Caching LLM responses: what to cache, what not to, and the key design.
A practical guide to caching LLM API responses, including what makes a good cache key and when caching backfires.
LLM API calls are expensive and slow. Caching the responses seems obvious. But LLM outputs are non-deterministic, prompts include dynamic context, and users ask the same question in a hundred different ways. Naive caching rarely works. Thoughtful caching can cut costs by 40-60% on the right workloads.
What is worth caching
Not all LLM calls are equal. The best candidates for caching share these properties:
- Deterministic or near-deterministic inputs: The same prompt reliably produces the same useful output
- High reuse rate: Multiple users or requests trigger the same or very similar prompts
- Expensive generation: Long outputs, large models, or high request volume
Good candidates:
- Product description generation (same SKU = same prompt)

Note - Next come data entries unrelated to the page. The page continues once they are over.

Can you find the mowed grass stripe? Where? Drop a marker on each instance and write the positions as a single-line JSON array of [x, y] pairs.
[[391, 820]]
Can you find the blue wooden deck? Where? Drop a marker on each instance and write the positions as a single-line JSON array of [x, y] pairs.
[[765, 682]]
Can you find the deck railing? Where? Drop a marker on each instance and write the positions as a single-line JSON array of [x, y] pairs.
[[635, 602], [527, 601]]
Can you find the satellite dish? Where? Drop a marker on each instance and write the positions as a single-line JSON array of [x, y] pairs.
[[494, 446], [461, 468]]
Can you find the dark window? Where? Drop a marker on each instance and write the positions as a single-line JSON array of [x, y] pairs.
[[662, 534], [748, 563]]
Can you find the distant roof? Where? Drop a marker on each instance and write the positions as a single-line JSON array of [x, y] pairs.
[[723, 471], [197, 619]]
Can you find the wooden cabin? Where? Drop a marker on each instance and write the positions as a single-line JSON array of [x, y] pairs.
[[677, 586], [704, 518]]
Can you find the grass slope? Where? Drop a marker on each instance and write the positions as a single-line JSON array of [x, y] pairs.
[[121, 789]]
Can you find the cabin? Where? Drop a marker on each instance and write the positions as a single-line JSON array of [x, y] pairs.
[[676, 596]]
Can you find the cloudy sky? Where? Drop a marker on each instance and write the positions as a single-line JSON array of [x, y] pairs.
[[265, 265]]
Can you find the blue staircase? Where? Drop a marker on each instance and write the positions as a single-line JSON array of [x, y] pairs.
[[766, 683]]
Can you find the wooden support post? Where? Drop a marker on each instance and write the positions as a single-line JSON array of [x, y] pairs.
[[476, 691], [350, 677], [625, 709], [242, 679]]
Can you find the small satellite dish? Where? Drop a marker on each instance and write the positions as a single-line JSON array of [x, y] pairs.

- FAQ answers where the question is standardized
- Document summarization (same document = same output)
- Code explanation for specific library functions
- Template-based content generation
Poor candidates:
- Conversational chat with user-specific context
- Responses that depend on current time or real-time data
- Highly personalized recommendations
- Any prompt where temperature > 0 is intentional
The cache key problem
The hardest part of LLM caching is the key. Two prompts that produce identical useful outputs may look completely different as strings:
- “Summarize this article” vs “Give me a summary of this article”
- “What is React?” vs “Can you explain what React is?”
Exact string matching only works when prompts are programmatically generated and stable. For user-generated prompts, you need semantic similarity.
Exact match caching
For programmatic prompts, normalize the input before hashing:
import crypto from "crypto";
function makeCacheKey(model, messages, temperature) {
const normalized = JSON.stringify({
model,
messages: messages.map(m => ({ role: m.role, content: m.content.trim() })),
temperature: temperature ?? 1.0
});
return crypto.createHash("sha256").update(normalized).digest("hex");
}
async function cachedCompletion(params) {
const key = makeCacheKey(params.model, params.messages, params.temperature);
const cached = await redis.get(key);
if (cached) return JSON.parse(cached);
const response = await client.chat.completions.create(params);
await redis.setex(key, 3600, JSON.stringify(response)); // 1h TTL
return response;
}
Semantic caching
For user queries, embed the query and find cached responses whose embeddings are close enough:
async function semanticCachedCompletion(userQuery, systemPrompt) {
const queryEmbedding = await embed(userQuery);
// Search vector store for similar past queries
const similar = await vectorStore.search(queryEmbedding, { threshold: 0.95, limit: 1 });
if (similar.length > 0) {
return similar[0].cachedResponse;
}
const response = await client.chat.completions.create({
model: "gpt-4o",
messages: [
{ role: "system", content: systemPrompt },
{ role: "user", content: userQuery }
]
});
// Store for future lookups
await vectorStore.insert({
embedding: queryEmbedding,
query: userQuery,
cachedResponse: response.choices[0].message.content
});
return response.choices[0].message.content;
}
A cosine similarity threshold of 0.95 is conservative. At 0.90 you’ll get more cache hits but risk serving slightly mismatched responses.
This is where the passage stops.